The Circumcision Chronicles
The Xhosa Tribe lives in the Eastern Cape Province of South Africa. A boy steps into manhood after his foreskin is cut off by an untrained surgeon, and without any anaesthetics. After the circumcision, the boy is packed off to a tiny thatched area where he is prevented from having water because that might lead to infection. He lives there alone and after a week, if he recovers, his return is celebrated.
Ant Attack
In a remote Amazonian village, an 11-hour ritual is followed, where young boys wear gloves and get stung by ants. The specially made gloves contain bullet ants whose sting lasts for more than a day and is 30 times worse than a bee sting. The boys who participate in this ritual are not more than 12 years old. It is an extremely odd ritual where the tropical carnivorous ants are made to soak in a sedative-type solution. After they wake up from their stupor, in less than an hour, they start stinging crazily, all angry and aggressive.
Whipped Up
Fulani’s belong to West Africa and are nomads.
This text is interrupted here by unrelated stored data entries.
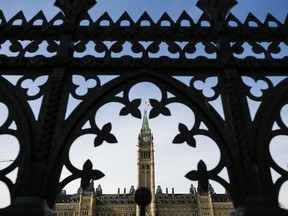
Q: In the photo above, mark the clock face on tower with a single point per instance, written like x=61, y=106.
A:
x=145, y=138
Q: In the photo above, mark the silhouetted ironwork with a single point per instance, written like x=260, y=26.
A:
x=51, y=54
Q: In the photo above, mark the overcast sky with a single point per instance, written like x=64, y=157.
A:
x=118, y=161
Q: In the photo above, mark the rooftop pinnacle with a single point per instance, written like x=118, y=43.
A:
x=145, y=125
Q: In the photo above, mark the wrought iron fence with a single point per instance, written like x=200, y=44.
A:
x=217, y=45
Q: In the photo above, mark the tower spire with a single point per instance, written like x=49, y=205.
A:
x=145, y=124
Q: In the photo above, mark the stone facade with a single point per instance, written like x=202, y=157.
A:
x=93, y=202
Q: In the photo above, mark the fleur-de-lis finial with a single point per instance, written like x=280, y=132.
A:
x=74, y=8
x=216, y=10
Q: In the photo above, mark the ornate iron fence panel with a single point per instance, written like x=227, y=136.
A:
x=244, y=61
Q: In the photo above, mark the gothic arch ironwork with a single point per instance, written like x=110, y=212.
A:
x=56, y=50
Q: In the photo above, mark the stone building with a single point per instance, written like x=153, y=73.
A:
x=93, y=202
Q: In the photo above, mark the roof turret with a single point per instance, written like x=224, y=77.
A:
x=145, y=124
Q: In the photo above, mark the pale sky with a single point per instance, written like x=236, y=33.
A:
x=118, y=161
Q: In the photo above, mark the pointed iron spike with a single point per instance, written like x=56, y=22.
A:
x=125, y=17
x=165, y=17
x=58, y=16
x=252, y=18
x=73, y=10
x=105, y=17
x=39, y=16
x=203, y=17
x=184, y=16
x=231, y=17
x=145, y=17
x=271, y=18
They lead a difficult life, and to make their boys hardy, they make them undergo an excruciating whipping dual to mark their stepping into manhood. Clans gather to watch whether a certain teenager has the bravery and guts to withstand the lash of a whip made from a branch, made to break the skin of the opponent. Young boys lash at each other three times and whoever does not flinch or appears to be the least hurt is declared the winner.
Free Falling
The Ni-Vanuatu, or people of Melanesian descent from Vanuatu, in the South pacific make their boys take a leap into manhood, quite literally. To test their faith, young boys are made to jump some 30 meters from a rickety structure, , with their legs wrapped in vines.
Agoge
This ritual might have become obsolete, but it still makes the cut because of the culture it was associated with: Spartan! Fearless, and touted to be bravest of the warriors, they made their children starve, get whipped till their skin bled, boxed, and beaten — all to make them ace warriors. Spartan children were separated from their mothers at age of 7 and spent their entire childhood in a military boot camp.